I do use the SPM quite a bit, but have not been following this proposal, so take what I say with some salt.

My observation is more general. My background is decentralised systems (eg https://ensembles.io, GitHub - mentalfaculty/LLVS: Low-Level Versioned Store). Every decentralized system I have been involved with has included some form of global identification. Not including any form of global identification introduces great challenges.

I have seen these problems often in practice. To give an example most will have some familiarity with, Apple's Core Data sync went with a system with no global identification of objects. This means every app adopting it has to introduce complex de-duplication logic of its own.

What does this have to do with SPIs? The danger here is that the proposal will go down the same path. Yes, it may at first seem easier to just treat every repo as independent, with every package unrelated and thus identified by a different URL. This is effectively the choice that Apple made in their sync architecture.

The cost comes when you try to relate one package with another in some way. Is it the same package? Can one package be substituted for another? I don't know how the repo manager works internally, but I assume these are the types of questions it has to know the answer to. I fear that by ignoring the existence of forks etc, which are extremely prevalent in our world, we are severely limiting the potential solution.

Adopting a reverse-DNS style identifier such as the one suggested here would fundamentally change the package ecosystem from a federated, decentralized model into one with a central naming authority and governing body.

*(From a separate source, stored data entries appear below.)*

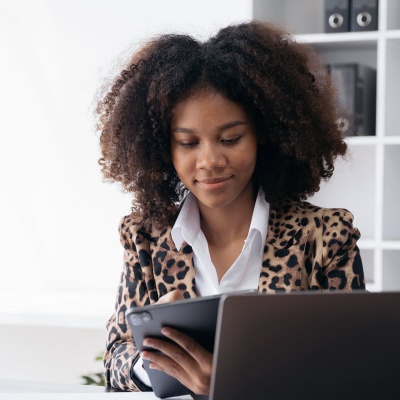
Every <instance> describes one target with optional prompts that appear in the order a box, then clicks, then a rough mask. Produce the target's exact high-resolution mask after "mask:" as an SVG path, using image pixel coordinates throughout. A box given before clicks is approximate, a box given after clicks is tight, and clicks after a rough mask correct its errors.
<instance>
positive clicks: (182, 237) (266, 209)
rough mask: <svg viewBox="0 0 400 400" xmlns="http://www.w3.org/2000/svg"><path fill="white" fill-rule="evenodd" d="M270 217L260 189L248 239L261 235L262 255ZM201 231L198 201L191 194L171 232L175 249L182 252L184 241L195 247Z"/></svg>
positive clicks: (262, 191) (254, 211) (176, 221)
mask: <svg viewBox="0 0 400 400" xmlns="http://www.w3.org/2000/svg"><path fill="white" fill-rule="evenodd" d="M268 217H269V203H267V201H266V200H265V195H264V191H263V190H262V188H260V189H259V191H258V195H257V199H256V204H255V206H254V210H253V216H252V218H251V223H250V228H249V233H248V238H249V237H250V235H251V234H252V232H255V234H257V233H258V234H259V235H260V239H261V240H260V249H259V250H260V254H262V252H263V250H264V245H265V240H266V238H267V230H268ZM200 229H201V228H200V213H199V206H198V203H197V199H196V197H195V196H194V195H193V194H192V193H189V194H188V195H187V196H186V199H185V201H184V202H183V205H182V208H181V210H180V211H179V214H178V218H177V219H176V221H175V224H174V226H173V228H172V231H171V236H172V240H173V241H174V244H175V247H176V248H177V249H178V250H180V248H181V247H182V244H183V242H184V241H186V243H187V244H188V245H190V246H193V244H194V242H195V240H196V239H197V237H198V235H199V232H200Z"/></svg>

I actually think the opposite is true here. The point of using reverse DNS, rather than just an arbitrary name (eg LinkedList), is exactly to have a system of generating unique identifiers in a decentralised manner which are extremely unlikely to clash. We want to avoid having a centralised authority. This approach has been used with success in many cases, including UUIDs in decentralised storage (eg Git), and the registration of reverse DNS names for apps.